Upcoming storage node improvements including benchmark tool

Ruskiem · May 7, 2024, 11:25pm

Hi and “WUT?”
looks like some speed advertisement from a package of a SSD disk,
and reality, well we all know whats reality … ;>
pls test it on some normal environment, like windows 10 ;>

littleskunk · May 7, 2024, 11:29pm

Told ya you need to test it yourself otherwise you will not believe it. This was one of my slower hard drives.

Mitsos · May 7, 2024, 11:30pm

What are the downsides of filestore.force-sync=false?

littleskunk · May 7, 2024, 11:33pm

In case of a power loss or some similar issues your node would lose what ever it hasn’t written on disk. Some failed audits will be the consequence.

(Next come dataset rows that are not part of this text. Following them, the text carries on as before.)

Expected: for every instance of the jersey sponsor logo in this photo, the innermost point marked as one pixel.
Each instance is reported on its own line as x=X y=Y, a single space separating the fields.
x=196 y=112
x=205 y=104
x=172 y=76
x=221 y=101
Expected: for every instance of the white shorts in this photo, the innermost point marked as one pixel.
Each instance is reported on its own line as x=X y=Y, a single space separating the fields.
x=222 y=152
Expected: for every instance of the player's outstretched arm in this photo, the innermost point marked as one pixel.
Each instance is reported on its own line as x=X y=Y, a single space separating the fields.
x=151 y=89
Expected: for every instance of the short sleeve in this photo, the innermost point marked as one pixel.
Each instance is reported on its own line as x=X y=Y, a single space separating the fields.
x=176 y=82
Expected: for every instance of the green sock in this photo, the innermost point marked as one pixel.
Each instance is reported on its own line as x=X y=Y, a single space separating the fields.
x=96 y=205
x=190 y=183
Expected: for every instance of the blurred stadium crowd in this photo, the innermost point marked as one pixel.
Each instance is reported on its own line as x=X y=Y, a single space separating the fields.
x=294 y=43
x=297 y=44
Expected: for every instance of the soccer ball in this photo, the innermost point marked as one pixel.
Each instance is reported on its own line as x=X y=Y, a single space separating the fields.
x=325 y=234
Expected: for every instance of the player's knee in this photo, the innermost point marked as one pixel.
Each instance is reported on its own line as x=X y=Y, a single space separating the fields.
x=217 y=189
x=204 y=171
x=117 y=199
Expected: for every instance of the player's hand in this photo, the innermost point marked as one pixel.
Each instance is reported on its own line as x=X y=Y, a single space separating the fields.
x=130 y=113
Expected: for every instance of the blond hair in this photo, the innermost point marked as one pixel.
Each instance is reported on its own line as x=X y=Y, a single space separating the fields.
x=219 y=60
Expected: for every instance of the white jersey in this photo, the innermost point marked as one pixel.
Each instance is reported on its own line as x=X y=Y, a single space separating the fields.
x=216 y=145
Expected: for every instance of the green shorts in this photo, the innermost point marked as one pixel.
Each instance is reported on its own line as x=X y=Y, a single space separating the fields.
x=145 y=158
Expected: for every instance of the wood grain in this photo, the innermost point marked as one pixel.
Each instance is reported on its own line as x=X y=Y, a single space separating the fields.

Mitsos · May 7, 2024, 11:34pm

We are talking about the kernel’s commit to disk time and depending on the ext4 journal?

Roxor · May 7, 2024, 11:37pm

I think what you need to make clear is that the drives don’t finish the writes until sometime after the benchmark completes, when fsync is off. Your OS was in the background… with the writes queued in RAM… completing them as fast as it could. (iostat or ‘zpool iostat’ will show that background activity)

littleskunk · May 7, 2024, 11:38pm

I can repeat myself a few more times. Told ya you need to test it yourself otherwise you will not believe it.

BrightSilence · May 7, 2024, 11:40pm

Unrelated to why you mention it, but since bandwidth usage is now cached in memory, I assume stats that haven’t been persisted will also get lost in this scenario. I scanned the commit (admittedly fast) and didn’t see anything about it being persisted on shut down of the node. Did I overlook something? If not, that would mean losing some bandwidth data every time the node updates or is restarted?

littleskunk · May 7, 2024, 11:42pm

I believe yes. Same goes for the TTL DB. Garbage collection will be the backup for that one.

Roxor · May 7, 2024, 11:44pm

It’s not that I don’t believe those are the numbers you saw. It’s that I understand what fsync is doing. One test is “make sure the data makes it to the HDD: I’ll wait until you’re sure”. And the new mode is “YOLO! Toss this data in the general direction of the HDD… I’m not waiting for anything to be confirmed: I-don’t-know-stick-it-in-RAM-or-something… Jesus take the wheel!!!1!”

Disabling fsync should be safe for nodes because the data is protected in other ways. But this isn’t a standalone performance improvement: it’s a tradeoff of durability for speed.

littleskunk · May 7, 2024, 11:48pm

If you refuse to run the benchmark yourself this discussion is kind of useless. We both agree that without you running it yourself it is unbelieveable.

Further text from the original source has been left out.